COVID-19 has occasioned a swift enforced change for millions of people who have had to replace on-site working with remote work environments. These changes have been necessitated by the strict protocols and regulations that most governments have implemented to control the spread of the deadly virus. Before the Coronavirus pandemic broke out, only about 33 percent of all American employees worked remotely for at least some time. Since COVID began, the number of US employees working from home increased to 74 percent. About 49% of these workers were entirely new to the remote working experience.
This increased shift in remote working is a challenge many organizations have never had before. Productivity took precedence over security as the business operation mode changed abruptly. Businesses were forced to adopt a ‘tech on the fly’ mode to ensure operations ran smoothly by quickly sending employees to work from home.
With cybersecurity overlook, employees, some of whom were inadequately trained for working remotely, are experiencing significant disruptions in their work and home lives. Employees have to contend with the lack of collaboration tools and interpersonal training to navigate remote work cybersecurity situations. With about 65 percent of the workforce using their personal computers to work remotely, about 25 percent of the employees do not know the security protocols in their devices.
With the faster than anticipated transition to remote working due to COVID-19, IT and security teams had a scrambled crisis response that resulted in gaps and cybersecurity vulnerabilities. Employees have to rely on non-hardened work devices and at-home Wi-Fi internet networks that do not offer the employees the protection they need. Detection tools such as antivirus rely on a stable internet connection for high efficiency in identifying and blocking attacks. Working from non-hardened endpoint devices such as personal laptops poses a significant risk to the security of enterprise networks.

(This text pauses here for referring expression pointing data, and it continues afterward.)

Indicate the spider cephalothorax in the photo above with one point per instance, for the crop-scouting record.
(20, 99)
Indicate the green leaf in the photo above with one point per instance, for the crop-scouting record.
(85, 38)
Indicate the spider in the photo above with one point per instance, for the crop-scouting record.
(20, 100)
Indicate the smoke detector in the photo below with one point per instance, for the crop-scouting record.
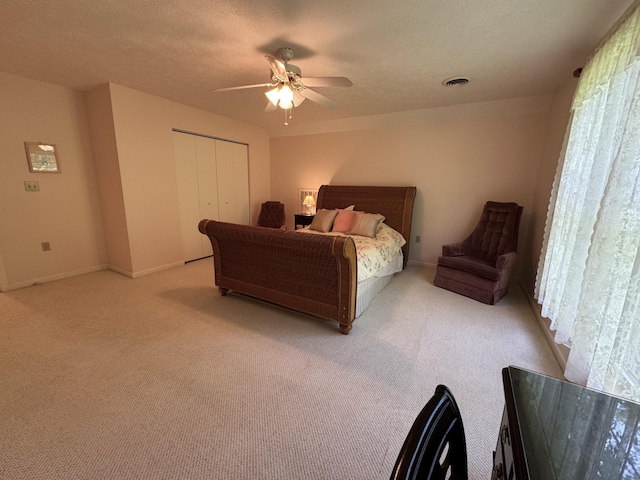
(455, 81)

A considerable shift to remote working has also expanded the attack surfaces have grown during the Coronavirus crisis as employees rely heavily on collaboration apps. Collaboration tools such as Zoom have become the target for malicious parties, with those that have less than adequate patching protocols being the most at risk. Such vulnerabilities in collaboration applications have led companies like Google, SpaceX, and NASA to ban their employees from using such tools to reduce the risk of more sophisticated breaches.

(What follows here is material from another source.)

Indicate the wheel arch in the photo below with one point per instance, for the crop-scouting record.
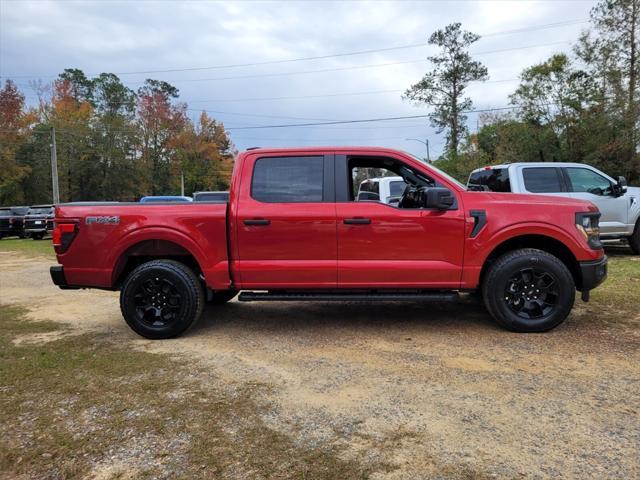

For organizations that had invested in their cybersecurity infrastructure, the investments are paying off. For such companies with modernized infrastructure and an adequately trained workforce, the transition to remote work was quick and did not compromise security.
COVID-19 has seen many organizations suddenly have to support an entirely remote workforce. While many companies took a “connectivity first” approach to the initial response, organizations are now struggling to meet remote workers’ demands. Companies now have to assess the security and control gaps that exist in the remote work set-ups to close all the gaps that malicious cybercriminals are eager to utilize.
There are several practical ways through which companies can take to help reduce their cybersecurity risks and build trust during these challenging times. CISOs and C-Suite leaders can stay in touch with the employees to support and enhance robust remote-work set-ups. By implementing real-time visualization tools, companies can track, while respecting the workforce’s privacy, their employees’ state in real-time, which offers crucial information that may guide the top-level decision-making while respecting their privacy.
Companies can also assess, identify and work to eliminate gaps in their security and control of their remote workplace environments. This will help the organization to secure its distributed and remote work models for the long term.